4. Don’t neglect the rest of your body

Rain, especially heavy and/or prolonged rain, will penetrate through the best cycling shoe coversthe best winter cycling shoesthe best winter cycling glovesand the best leggings, whatever DWR treatment or waterproof membranes these items offer, it is really a matter of time rather than a lack of protection. Does that mean you should avoid them altogether? No.

Not only is being wet unpleasant in itself, because the water evaporates, but it absorbs heat from your body, making you more prone to chills. On some rides, I got sick of the feeling of soggy pantyhose against my legs, or the laden feeling of sloppy shoe covers, and went without instead. “My skin is waterproof,” I said to myself before leaving through the garage door, soon shivering.

At some point, even in milder climates, you get to a point where cycling harder won’t warm you up, so it’s best to avoid getting there altogether if you can by protecting your whole body as best you can for the conditions you face.

A man with an extremely muddy face

If you look like this after 15km, maybe you shouldn’t gear up to the top end (Image credit: Will Jones)

5. If you’re throwing away your gear, don’t buy high-end

When I raced cyclo-cross for several winters in Yorkshire I had to deal with some of the worst conditions I have ever ridden in. Ankle-deep mud tours, drops, sleet and pouring rain made me question every decision that got me to this point. For my warm up laps, despite the really atrocious conditions, I opted for a ten pound softshell jacket which I bought in the center aisle of my local supermarket, as every week it was covered in mud, falling on the floor and almost lost in the chaos of the starting grid.

Yes, better, more expensive jackets will give you better protection, but if you’re particularly hard on your gear, you might be better off going for something that’s technically worse, allowing you to replace it more easily when you need it. possibly destroy. It’s the same reason I ran Shimano 105 rather than something fancier, because ripping out a derailleur wasn’t uncommon: don’t run (or ride) what you can’t replace . This is primarily for those of you who venture off-road I might add, unless you get into the habit of crashing every fortnight on the road in which case you might want to consider the best smart trainers instead or a set of best winter road bike tires In place.

6. Wash your gear properly or you destroy it

Waterproof membranes are generally fragile, which is why they are usually sandwiched between an inner and outer fabric. Although they are physically fragile, they are also chemically so, and for reasons my A-level chemistry class didn’t teach me, soap – specifically, Bio laundry detergent and fabric softener – will destroy the membrane. , as well as elastane and lycra. I’ll be very clear here:

Do not wash your waterproof cycling jacket with normal laundry detergent!

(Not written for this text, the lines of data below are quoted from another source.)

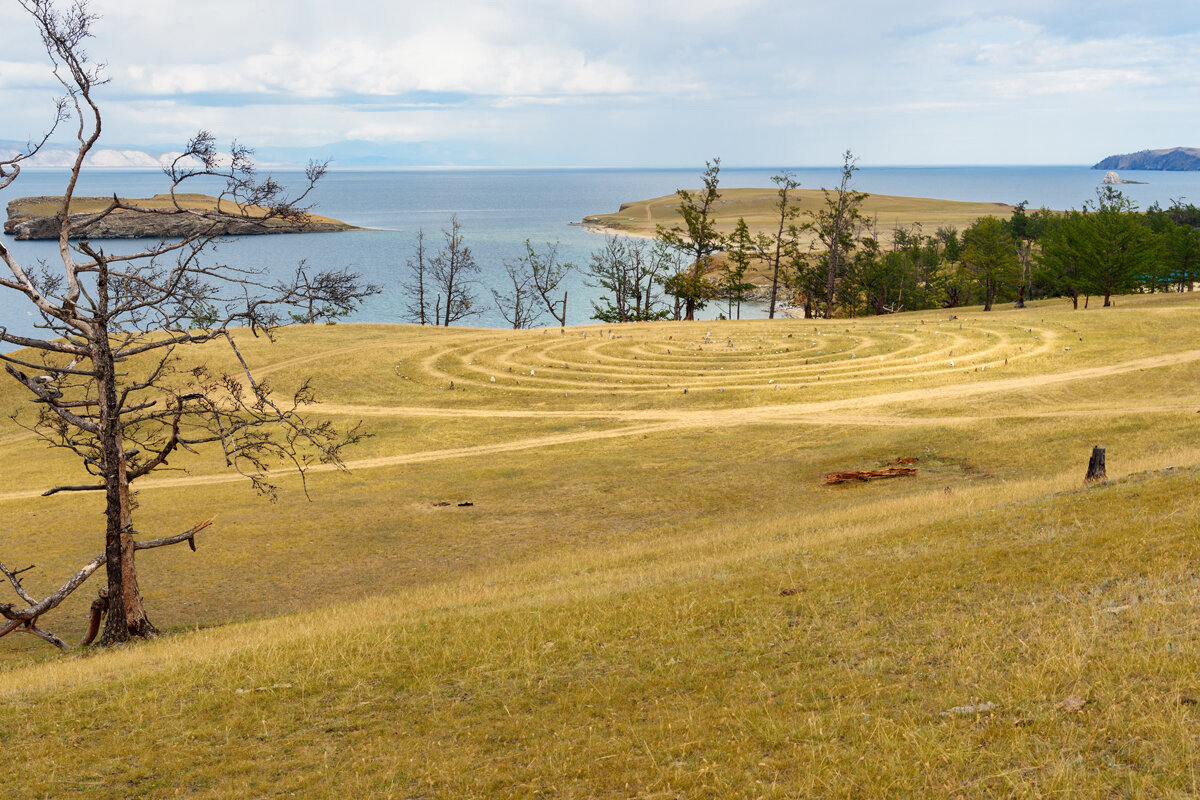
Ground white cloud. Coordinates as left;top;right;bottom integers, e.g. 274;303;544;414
7;0;1200;164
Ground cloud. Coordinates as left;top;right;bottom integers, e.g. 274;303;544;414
7;0;1200;164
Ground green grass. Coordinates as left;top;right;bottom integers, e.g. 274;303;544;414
0;295;1200;798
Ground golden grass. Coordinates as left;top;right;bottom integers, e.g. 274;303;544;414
0;295;1200;798
583;188;1013;239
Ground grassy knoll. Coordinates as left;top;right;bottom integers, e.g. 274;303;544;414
8;192;355;230
583;188;1013;242
0;295;1200;798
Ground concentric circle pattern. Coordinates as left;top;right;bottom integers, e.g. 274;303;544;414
406;317;1064;396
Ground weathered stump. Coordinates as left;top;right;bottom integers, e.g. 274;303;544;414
1084;445;1109;483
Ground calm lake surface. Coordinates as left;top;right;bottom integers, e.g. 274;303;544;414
0;167;1200;330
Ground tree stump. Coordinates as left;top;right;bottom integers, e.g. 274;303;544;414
1084;445;1109;483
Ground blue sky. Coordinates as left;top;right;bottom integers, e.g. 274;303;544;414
0;0;1200;167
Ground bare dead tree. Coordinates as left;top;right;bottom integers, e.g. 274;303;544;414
289;261;383;325
492;259;541;331
430;216;481;326
524;239;575;327
0;0;362;648
403;228;438;325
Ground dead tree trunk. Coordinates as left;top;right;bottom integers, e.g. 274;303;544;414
1084;445;1109;483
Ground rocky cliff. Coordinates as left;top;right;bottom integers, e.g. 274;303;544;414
1092;148;1200;172
4;194;354;239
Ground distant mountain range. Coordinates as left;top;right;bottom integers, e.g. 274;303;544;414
1092;148;1200;172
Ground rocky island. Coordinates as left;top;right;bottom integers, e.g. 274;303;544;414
1092;148;1200;172
4;194;356;239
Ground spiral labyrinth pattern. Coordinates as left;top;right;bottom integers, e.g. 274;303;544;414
397;318;1073;397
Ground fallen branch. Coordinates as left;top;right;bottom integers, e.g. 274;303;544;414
826;467;917;486
0;519;212;650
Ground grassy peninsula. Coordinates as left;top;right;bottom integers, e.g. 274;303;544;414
583;187;1013;242
0;294;1200;798
4;193;356;239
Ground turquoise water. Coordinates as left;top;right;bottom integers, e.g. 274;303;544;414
0;167;1200;330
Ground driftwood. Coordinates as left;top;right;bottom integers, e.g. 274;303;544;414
826;467;917;486
1084;445;1109;483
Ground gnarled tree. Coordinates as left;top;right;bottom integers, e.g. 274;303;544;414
0;0;362;648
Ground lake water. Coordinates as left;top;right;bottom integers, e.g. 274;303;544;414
0;167;1200;330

At some point, you will need to wash your jacket, both to restore the durable water-repellent coating and to remove micro-debris that clogs it, which affects breathability. When the time comes, use sport-specific waterproof garment washes such as those from Assos or NikWax, and follow the recommendations on your particular jacket.

Now that you know everything I know, go to the guide to best waterproof cycling jackets to see which options made the cut.